And a Schwimmwagen for the Kradschützenplatoon, finally completing that thing. The vehicle is by Tamiya the crew might be Company B, but I am not sure.

Flakpanzer II. The model is a 3D print, the FlaK and crew are Warlord games. The gun from the print was horrible and since I wanted to use the crew anyway, I decided to replace the gun as well.

A Bunkerflak. Again a 3D print. Not the best either but way better than the Scouts right above. The crew is a converted plastic Warlord Games mini.

A Acht-Acht FlaK by Italeri to provide some extra punch against those French heavies or Russian KV-IIs. Again, the crew are converted Warlord Games. I decided to build the model firing while limbered up, which it could do. When I was a young boy there was a very good multi part documentary co-produced by German and Russian TV stations. I seemed to remember seeing one fire while limbered up, so when I was building the model this winter I began by searching for pictures but could find none. So I looked at Wochenschau films and there were a lot of them firing while limbered. But the more war progressed, the rarer this became. I guess when you are moving fast through Europe and have all the advantages you do not spare the extra 2 ½ minutes to unlimber. But when you are outnumbered and have to fight from hiding you better spend that time to have a low profile.

And last there an AT-team completing the support options for the infantry platoon. I have to say I found the metal offerings on the market were all poorly sculpted, so when Warlord released their Afrika Korps Set with a Banzerbüchse I bought it and cobbled something together. The shooter is actually a Blitzkrieg body with Afrika Korps arms and the Spotter exactly the opposite. It also gave me the option to do a different position from the usual prone one.

 

Lots of early war German vehicles

Lots of early war German vehicles

Work is still ongoing on my German early war (Poland to Barbarossa) project. It is amazing how many vehicles one actually needs for this fairly short period. Between all these and the ones Inposted last year, there are still lots to do. All of these were done over the fall to early spring period of this year.

Up first is the SdKfz 222 from Blitzkrieg models. Really nice model. The only thing that disappointed me a bit, is that it comes with sand tyres, which would fit a model for the Afrika Korps, but not Europe.
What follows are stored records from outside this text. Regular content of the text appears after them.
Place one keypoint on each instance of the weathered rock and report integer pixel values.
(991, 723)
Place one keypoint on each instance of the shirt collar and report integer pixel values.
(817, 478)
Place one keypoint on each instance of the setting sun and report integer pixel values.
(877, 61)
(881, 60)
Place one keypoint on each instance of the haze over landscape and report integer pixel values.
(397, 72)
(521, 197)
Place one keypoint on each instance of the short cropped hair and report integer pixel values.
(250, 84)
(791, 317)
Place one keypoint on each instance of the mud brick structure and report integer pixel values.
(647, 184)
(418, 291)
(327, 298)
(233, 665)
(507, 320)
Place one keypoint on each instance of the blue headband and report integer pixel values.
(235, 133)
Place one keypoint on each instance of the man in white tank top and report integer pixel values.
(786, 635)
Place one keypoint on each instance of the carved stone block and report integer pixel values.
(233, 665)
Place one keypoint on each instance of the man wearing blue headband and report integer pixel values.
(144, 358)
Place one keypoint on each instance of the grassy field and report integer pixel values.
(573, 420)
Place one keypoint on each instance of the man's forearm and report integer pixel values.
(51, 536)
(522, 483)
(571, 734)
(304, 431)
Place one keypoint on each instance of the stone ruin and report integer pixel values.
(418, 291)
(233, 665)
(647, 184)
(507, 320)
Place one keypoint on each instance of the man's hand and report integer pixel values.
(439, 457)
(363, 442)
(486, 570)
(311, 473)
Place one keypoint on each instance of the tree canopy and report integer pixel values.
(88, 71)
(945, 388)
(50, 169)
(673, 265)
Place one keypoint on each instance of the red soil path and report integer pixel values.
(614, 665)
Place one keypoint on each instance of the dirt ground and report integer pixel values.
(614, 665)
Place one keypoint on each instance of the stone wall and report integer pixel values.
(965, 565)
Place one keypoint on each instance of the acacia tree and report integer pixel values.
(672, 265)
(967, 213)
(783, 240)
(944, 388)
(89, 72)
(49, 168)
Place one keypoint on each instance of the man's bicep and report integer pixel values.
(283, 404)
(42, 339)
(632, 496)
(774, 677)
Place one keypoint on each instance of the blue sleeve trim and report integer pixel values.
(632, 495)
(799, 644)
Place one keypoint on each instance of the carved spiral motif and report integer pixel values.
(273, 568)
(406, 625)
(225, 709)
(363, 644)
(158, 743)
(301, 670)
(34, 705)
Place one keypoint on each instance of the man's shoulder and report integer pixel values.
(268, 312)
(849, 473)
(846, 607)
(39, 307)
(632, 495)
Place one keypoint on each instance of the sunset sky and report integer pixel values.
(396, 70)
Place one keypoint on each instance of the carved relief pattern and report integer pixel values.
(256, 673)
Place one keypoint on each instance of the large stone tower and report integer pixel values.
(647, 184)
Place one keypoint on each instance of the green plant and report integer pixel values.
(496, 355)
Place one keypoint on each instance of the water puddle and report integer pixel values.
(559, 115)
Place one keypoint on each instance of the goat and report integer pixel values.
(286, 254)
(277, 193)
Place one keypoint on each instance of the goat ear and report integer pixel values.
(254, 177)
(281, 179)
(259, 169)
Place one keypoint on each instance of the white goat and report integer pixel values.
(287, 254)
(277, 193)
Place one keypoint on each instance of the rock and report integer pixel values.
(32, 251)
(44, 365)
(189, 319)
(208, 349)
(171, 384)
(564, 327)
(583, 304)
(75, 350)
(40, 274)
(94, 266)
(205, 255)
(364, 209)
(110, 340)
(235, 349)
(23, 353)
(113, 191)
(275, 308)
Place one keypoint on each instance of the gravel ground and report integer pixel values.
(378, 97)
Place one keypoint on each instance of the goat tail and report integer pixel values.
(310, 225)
Fortunately I had the SdKfz 260 not from ICM, which comes with two sets of wheels. Both with regular tyres and even though the plastic version is already great, there I a rubber set. So one of these was fitted to the SdKfz 222.

This is the above mentioned SdKfz 260. Unfortunately it has no place in the Battlegroup lists, but I simply liked it looks too much! We have already used it as the ride for the Luftwaffe liaison officer (who usually rides a half track) and it worked out fine.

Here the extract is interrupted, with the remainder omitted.